I conduct research in the general area of data-intensive distributed systems, with a particular focus on fast data and big data. My work addresses issues such as scalability, parallelization, profiling and optimization, and fault-tolerance in data stream processing systems.
I have extended research interest in the areas of hardware acceleration for data management, big data technologies (MapReduce, distributed key-value stores), and large-scale graph processing.
My past research focus includes developing architectures and techniques to address scalability problems in large-scale distributed data intensive systems and applications, and support for distributed information monitoring services.
In this position, I have conducted academic research on data-intensive distributed systems. In particular, I have been heavily involved in the System S research project, which aims at building a scalable, extensible, and high-performance continuous data analysis platform. The goal of the platform is to facilitate the development and deployment of data-in-motion analytics to process high-volume feeds from multi-modal, live sources and produce near-real time insights with minimal latency.

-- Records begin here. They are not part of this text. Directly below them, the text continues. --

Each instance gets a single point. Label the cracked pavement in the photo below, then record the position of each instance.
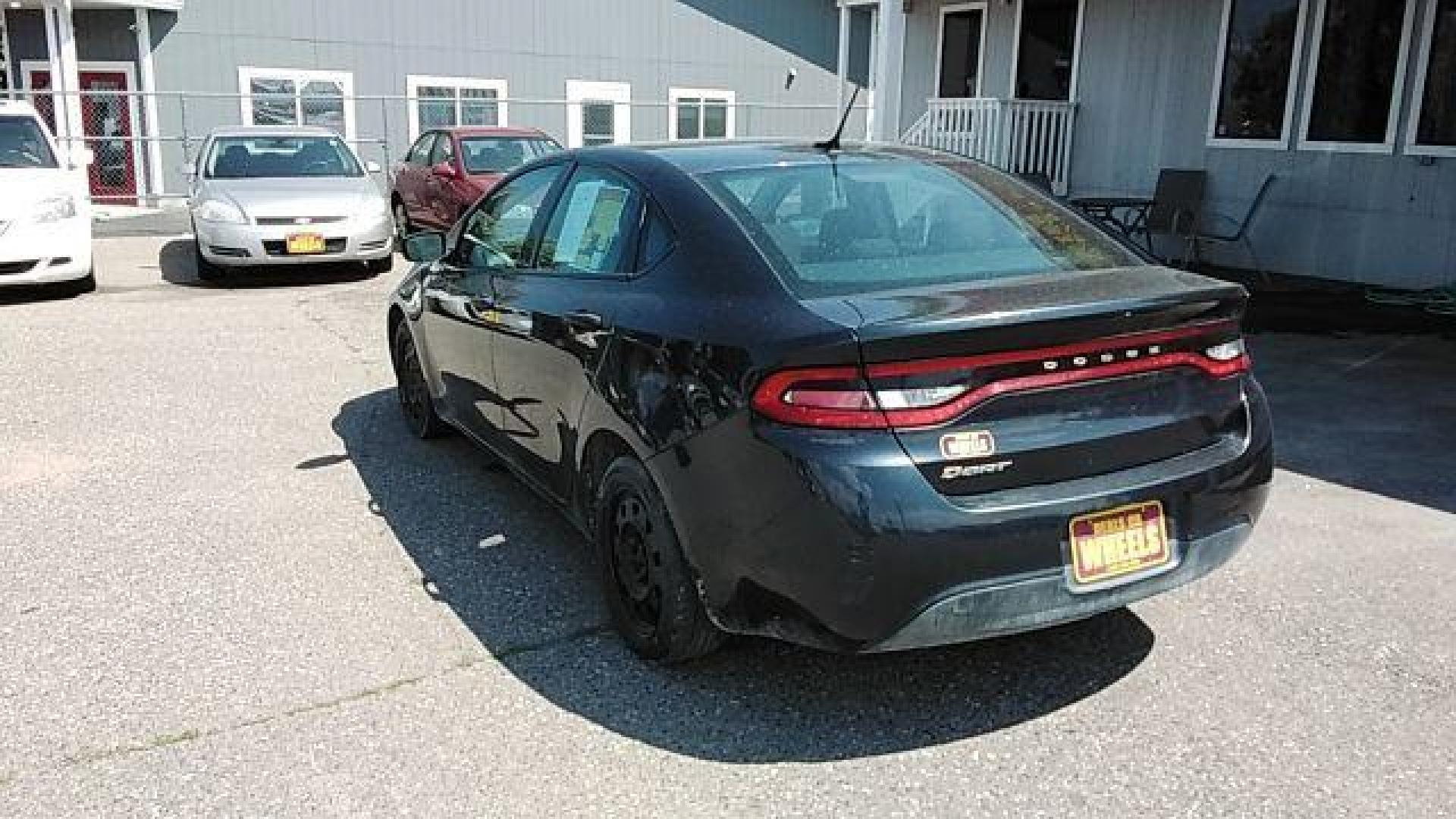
(235, 586)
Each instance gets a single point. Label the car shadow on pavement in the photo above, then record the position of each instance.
(1370, 413)
(178, 265)
(533, 604)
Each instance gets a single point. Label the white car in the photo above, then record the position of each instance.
(46, 235)
(286, 197)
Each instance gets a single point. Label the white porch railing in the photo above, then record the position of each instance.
(1021, 136)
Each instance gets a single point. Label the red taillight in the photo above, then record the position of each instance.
(930, 392)
(827, 397)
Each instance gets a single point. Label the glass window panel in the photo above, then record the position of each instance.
(324, 104)
(590, 229)
(689, 124)
(274, 101)
(1257, 64)
(715, 120)
(1439, 105)
(478, 107)
(1357, 57)
(1049, 31)
(598, 123)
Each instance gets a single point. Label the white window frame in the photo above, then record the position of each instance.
(416, 82)
(1291, 96)
(1423, 67)
(1397, 93)
(6, 55)
(584, 91)
(702, 95)
(300, 77)
(981, 55)
(1076, 53)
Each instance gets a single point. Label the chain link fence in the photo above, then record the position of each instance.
(142, 143)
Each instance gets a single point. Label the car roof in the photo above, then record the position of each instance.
(712, 156)
(274, 131)
(491, 131)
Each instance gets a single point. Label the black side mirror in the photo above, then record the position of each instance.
(427, 246)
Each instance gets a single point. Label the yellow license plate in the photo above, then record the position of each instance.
(1119, 542)
(303, 243)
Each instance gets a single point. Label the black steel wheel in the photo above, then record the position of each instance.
(416, 401)
(650, 588)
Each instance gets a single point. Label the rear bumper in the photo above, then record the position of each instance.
(246, 245)
(1027, 604)
(837, 541)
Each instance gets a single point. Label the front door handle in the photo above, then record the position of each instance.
(584, 321)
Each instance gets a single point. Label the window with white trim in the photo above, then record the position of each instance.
(598, 112)
(290, 96)
(1254, 89)
(446, 102)
(701, 114)
(1433, 115)
(1353, 96)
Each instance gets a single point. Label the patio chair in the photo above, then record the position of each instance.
(1175, 212)
(1242, 234)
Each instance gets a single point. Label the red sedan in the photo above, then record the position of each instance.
(447, 169)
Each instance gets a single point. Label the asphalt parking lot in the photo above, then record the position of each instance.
(235, 586)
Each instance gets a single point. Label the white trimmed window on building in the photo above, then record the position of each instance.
(291, 96)
(701, 114)
(446, 102)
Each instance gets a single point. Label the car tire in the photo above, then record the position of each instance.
(651, 591)
(416, 401)
(206, 270)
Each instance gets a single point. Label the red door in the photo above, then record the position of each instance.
(107, 124)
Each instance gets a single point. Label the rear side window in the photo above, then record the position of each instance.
(22, 143)
(593, 228)
(865, 223)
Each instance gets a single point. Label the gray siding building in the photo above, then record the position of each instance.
(1343, 111)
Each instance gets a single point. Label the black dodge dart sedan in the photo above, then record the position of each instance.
(864, 400)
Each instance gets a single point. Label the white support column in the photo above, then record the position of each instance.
(149, 127)
(842, 69)
(890, 58)
(66, 79)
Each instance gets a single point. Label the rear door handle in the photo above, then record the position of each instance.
(584, 321)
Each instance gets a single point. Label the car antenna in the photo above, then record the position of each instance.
(832, 145)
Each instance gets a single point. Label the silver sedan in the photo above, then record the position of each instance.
(286, 197)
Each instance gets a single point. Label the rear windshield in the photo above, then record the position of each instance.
(858, 224)
(498, 155)
(22, 143)
(254, 158)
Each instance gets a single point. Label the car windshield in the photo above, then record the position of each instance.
(255, 158)
(22, 143)
(865, 223)
(498, 155)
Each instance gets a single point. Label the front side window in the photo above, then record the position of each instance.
(590, 232)
(256, 158)
(498, 155)
(1353, 99)
(449, 102)
(701, 114)
(1260, 49)
(883, 223)
(1046, 53)
(497, 234)
(22, 143)
(1436, 112)
(297, 98)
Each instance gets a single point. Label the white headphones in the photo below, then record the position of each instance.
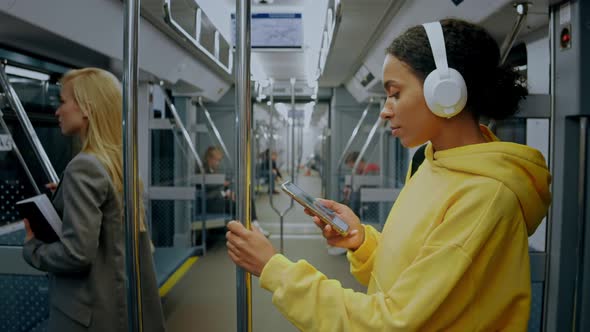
(444, 88)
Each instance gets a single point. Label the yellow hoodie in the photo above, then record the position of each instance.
(453, 254)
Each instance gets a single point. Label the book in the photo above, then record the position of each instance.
(44, 220)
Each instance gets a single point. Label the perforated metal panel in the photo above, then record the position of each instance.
(162, 223)
(13, 238)
(11, 191)
(162, 157)
(25, 302)
(535, 321)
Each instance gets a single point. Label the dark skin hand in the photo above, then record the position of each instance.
(251, 250)
(30, 233)
(356, 234)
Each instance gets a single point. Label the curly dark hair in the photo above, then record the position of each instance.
(493, 91)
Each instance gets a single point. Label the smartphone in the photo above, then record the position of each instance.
(326, 215)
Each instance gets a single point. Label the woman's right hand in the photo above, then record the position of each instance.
(356, 234)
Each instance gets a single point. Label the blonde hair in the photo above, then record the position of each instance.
(98, 94)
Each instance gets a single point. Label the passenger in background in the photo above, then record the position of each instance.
(275, 173)
(362, 169)
(453, 254)
(220, 199)
(86, 268)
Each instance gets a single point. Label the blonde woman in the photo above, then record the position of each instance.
(87, 266)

The System S project has received the 2010 R&D Magazine R&D 100 award as well as an IBM internal science accomplishment award. The project has been named as one of IBM's Icons of Progress for the centennial and I have been named as one of the three key contributors (link), alongside with my manager Halim Nagui (IBM Fellow).
In this position, I have led a large team developers in the design and implementation of the IBM InfoSphere Streams 2.0 product. This release has incorporated a complete overhaul of the programming language and the runtime and is the first industrial strength release of the platform that guarantees compatibility for future releases. I am the co-inventor of the SPL language that was introduced in this release. Solutions using the Streams platform has been deployed in government, telecommunications, health-care, and finance domains.

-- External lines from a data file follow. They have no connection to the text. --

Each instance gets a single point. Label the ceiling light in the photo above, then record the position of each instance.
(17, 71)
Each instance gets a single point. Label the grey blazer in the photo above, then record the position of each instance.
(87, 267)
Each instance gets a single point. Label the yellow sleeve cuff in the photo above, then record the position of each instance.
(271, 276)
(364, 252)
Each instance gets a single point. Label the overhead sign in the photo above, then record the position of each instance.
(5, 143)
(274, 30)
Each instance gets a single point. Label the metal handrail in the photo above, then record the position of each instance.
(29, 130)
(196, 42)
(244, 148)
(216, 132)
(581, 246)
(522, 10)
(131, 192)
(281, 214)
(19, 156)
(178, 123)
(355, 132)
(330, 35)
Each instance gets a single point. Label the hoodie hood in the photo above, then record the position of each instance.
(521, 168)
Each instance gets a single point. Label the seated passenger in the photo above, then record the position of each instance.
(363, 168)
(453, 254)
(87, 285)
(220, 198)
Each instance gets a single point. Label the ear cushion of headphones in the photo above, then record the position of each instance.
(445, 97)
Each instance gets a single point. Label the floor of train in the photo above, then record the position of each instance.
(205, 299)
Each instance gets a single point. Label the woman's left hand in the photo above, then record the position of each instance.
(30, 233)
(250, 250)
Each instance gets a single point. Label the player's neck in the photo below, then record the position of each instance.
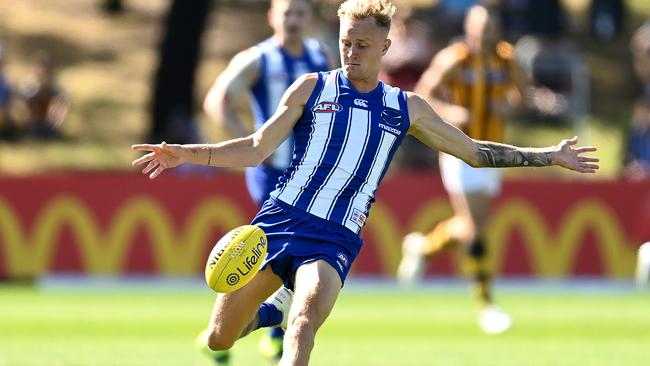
(364, 85)
(293, 46)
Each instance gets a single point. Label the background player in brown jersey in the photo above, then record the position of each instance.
(473, 84)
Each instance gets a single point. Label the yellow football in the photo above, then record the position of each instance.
(236, 258)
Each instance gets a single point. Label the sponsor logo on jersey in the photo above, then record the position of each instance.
(358, 217)
(390, 129)
(327, 107)
(391, 117)
(343, 259)
(361, 102)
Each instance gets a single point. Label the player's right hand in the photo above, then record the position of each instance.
(160, 157)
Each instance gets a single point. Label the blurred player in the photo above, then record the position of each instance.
(347, 126)
(471, 84)
(264, 72)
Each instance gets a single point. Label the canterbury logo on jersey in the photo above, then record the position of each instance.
(327, 107)
(361, 102)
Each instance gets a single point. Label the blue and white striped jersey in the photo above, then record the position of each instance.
(278, 70)
(344, 143)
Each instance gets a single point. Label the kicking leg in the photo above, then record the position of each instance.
(235, 314)
(316, 289)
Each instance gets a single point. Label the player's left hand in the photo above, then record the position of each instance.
(161, 157)
(572, 158)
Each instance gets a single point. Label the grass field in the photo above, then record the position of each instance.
(379, 326)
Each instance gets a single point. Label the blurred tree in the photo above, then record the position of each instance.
(112, 6)
(173, 86)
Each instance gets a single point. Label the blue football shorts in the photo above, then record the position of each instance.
(261, 181)
(296, 237)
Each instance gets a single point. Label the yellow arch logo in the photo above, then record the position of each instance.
(551, 254)
(105, 252)
(180, 251)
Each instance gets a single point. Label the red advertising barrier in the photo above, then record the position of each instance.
(113, 224)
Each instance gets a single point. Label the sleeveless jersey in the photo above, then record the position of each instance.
(278, 70)
(344, 143)
(480, 84)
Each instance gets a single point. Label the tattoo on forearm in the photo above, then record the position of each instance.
(501, 156)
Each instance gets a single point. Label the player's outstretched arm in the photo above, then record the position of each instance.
(491, 154)
(246, 151)
(429, 128)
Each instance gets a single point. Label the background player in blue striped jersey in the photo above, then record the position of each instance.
(263, 73)
(347, 125)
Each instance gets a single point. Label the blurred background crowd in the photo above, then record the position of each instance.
(82, 80)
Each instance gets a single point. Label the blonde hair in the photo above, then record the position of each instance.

In this position, I have served as the lead architect for the programming model and the compiler of the IBM InfoSphere Streams 1.0 product. I am the co-inventor of the SPADE language that was introduced in this release, which served as a pre-cursor to the SPL language.

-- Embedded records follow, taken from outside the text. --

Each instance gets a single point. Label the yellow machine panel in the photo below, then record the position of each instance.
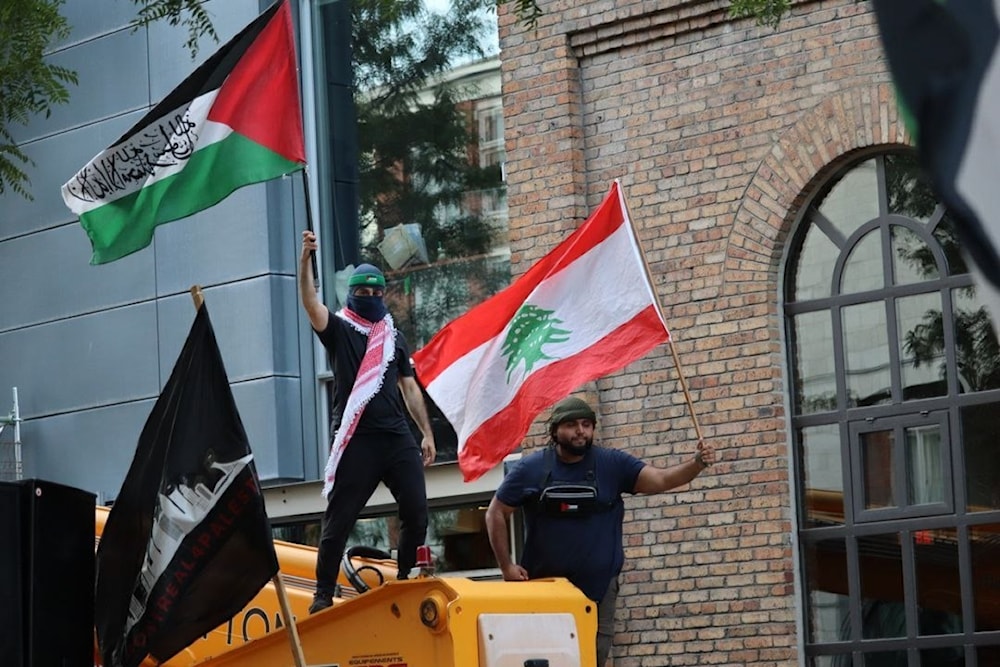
(424, 622)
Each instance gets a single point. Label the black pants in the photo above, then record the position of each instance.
(369, 459)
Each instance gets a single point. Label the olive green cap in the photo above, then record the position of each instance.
(569, 409)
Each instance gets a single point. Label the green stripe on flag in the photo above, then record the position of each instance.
(126, 225)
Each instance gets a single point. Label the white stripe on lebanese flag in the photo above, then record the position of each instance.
(584, 310)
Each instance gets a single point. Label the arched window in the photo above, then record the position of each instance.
(895, 399)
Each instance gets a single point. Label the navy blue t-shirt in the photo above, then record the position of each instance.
(585, 549)
(346, 346)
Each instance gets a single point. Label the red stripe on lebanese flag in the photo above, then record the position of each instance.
(489, 318)
(260, 97)
(542, 389)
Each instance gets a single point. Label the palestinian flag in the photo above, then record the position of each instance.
(584, 310)
(945, 66)
(235, 121)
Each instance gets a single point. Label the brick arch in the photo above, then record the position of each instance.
(819, 142)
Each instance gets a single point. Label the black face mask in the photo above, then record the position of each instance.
(372, 308)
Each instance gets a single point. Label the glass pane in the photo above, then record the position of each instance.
(921, 346)
(982, 464)
(988, 655)
(985, 548)
(826, 581)
(912, 260)
(977, 353)
(830, 661)
(925, 469)
(866, 353)
(946, 235)
(907, 191)
(882, 612)
(814, 267)
(949, 656)
(886, 659)
(823, 476)
(863, 270)
(853, 201)
(815, 373)
(876, 473)
(939, 593)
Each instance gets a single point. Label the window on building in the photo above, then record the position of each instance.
(895, 373)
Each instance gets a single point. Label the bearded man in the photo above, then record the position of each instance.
(372, 441)
(571, 493)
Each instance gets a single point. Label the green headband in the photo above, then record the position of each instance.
(366, 279)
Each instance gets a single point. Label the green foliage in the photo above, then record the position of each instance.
(29, 85)
(189, 13)
(766, 12)
(527, 11)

I have completed my Ph.D. study in the Systems focus area within Computer Science. My doctoral research has been on the topic of scalable information monitoring architectures. I have investigated the application of Continual Queries to new platforms such as peer-to-peer networks, mobile systems, and sensor networks. Major themes of my research included system architectures that promote incremental evaluation of queries, moving computation close to where data is produced, and run-time adaptation to changing conditions in resource availability.
I have completed my undergraduate study with a GPA of 3.91/4.0.